By Julian Roman — October 30th, 2015

Burnt fails utterly in its primary objective. There wasn't a second in this film where I believed Bradley Cooper was an elite, Michelin starred chef. He's a diva, curses at a lot of people, and tosses plates with enough invective to make Gordon Ramsey proud. The difference is that Burnt, with its top tier cast and script by Steven Knight (Eastern Promises), shouldn't be emulating bad reality television. If the supposed culinary greatness of the protagonist fails to be established, then the ancillary characters seem foolish putting up with his abuse. Burnt needs to be sent back to the kitchen for better ingredients.

Bradley Cooper stars as Adam Jones, a rock star chef who lost everything to drug addiction and avarice. After a self imposed exile in New Orleans shucking a million oysters, he flies to London to reclaim his past glory. Jones hits up a wealthy scion and former colleague (Daniel Brühl) for the funds to open his new restaurant. Steals a beautiful and promising sous chef (Sienna Miller) from a competitor. Then convinces his former best friend (Omar Sy) to join him, even though he destroyed his pal's career. The journey back hits a major snag when Parisian drug dealers come collecting for unpaid debts.
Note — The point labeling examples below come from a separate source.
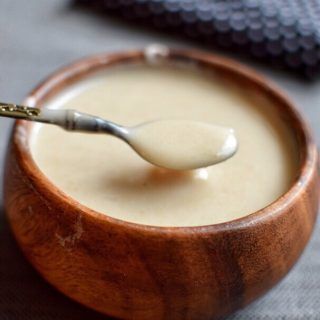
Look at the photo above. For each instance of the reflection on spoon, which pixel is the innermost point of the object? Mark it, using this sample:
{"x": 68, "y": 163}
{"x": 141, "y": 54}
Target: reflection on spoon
{"x": 182, "y": 144}
{"x": 171, "y": 144}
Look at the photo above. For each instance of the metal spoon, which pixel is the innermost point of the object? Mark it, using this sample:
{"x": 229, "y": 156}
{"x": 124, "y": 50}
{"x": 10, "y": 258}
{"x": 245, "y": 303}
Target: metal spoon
{"x": 172, "y": 144}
The premise of Burnt has Adam Jones covered in fairy dust and sparkles. He was such an innovative, bad ass chef, that despite his despicable past deeds; everyone wants to be on the Jones train to redemption. That's entirely plausible. Genius is often difficult to deal with, but understood and coddled. Burnt has a ton of back story, but it never establishes what made Adam Jones so special. What did he do? What was his method? What earth shattering cuisine did he concoct to demand such respect? His skill is constantly alluded to, but never defined. This lack of exposition, and the way Cooper plays Jones, makes the character very difficult to root for.

Burnt offers no insight into the world of fine dining. What we get is a caricature of the kitchen. Raging egos, tyrannical behavior, lots of shuffling around with dainty, plated delights popping up out of nowhere. We needed to see a love affair with food. Great films about chefs or cooking shines the spotlight on gastronomy. Audiences should be aching with hunger after sitting through this movie. I couldn't wait to have a melted cheese Cuban sandwich after watching Chef. Sadly, this is not the case in Burnt.

Burnt is a complete letdown. The ensemble cast and screenwriter had me expecting a much better effort. I think the back story of Adam Jones epic fall from grace would have been a more interesting film to see. Instead we get a lot of yelling, unbelievable characters, and worst of all, no titillating food to drool over.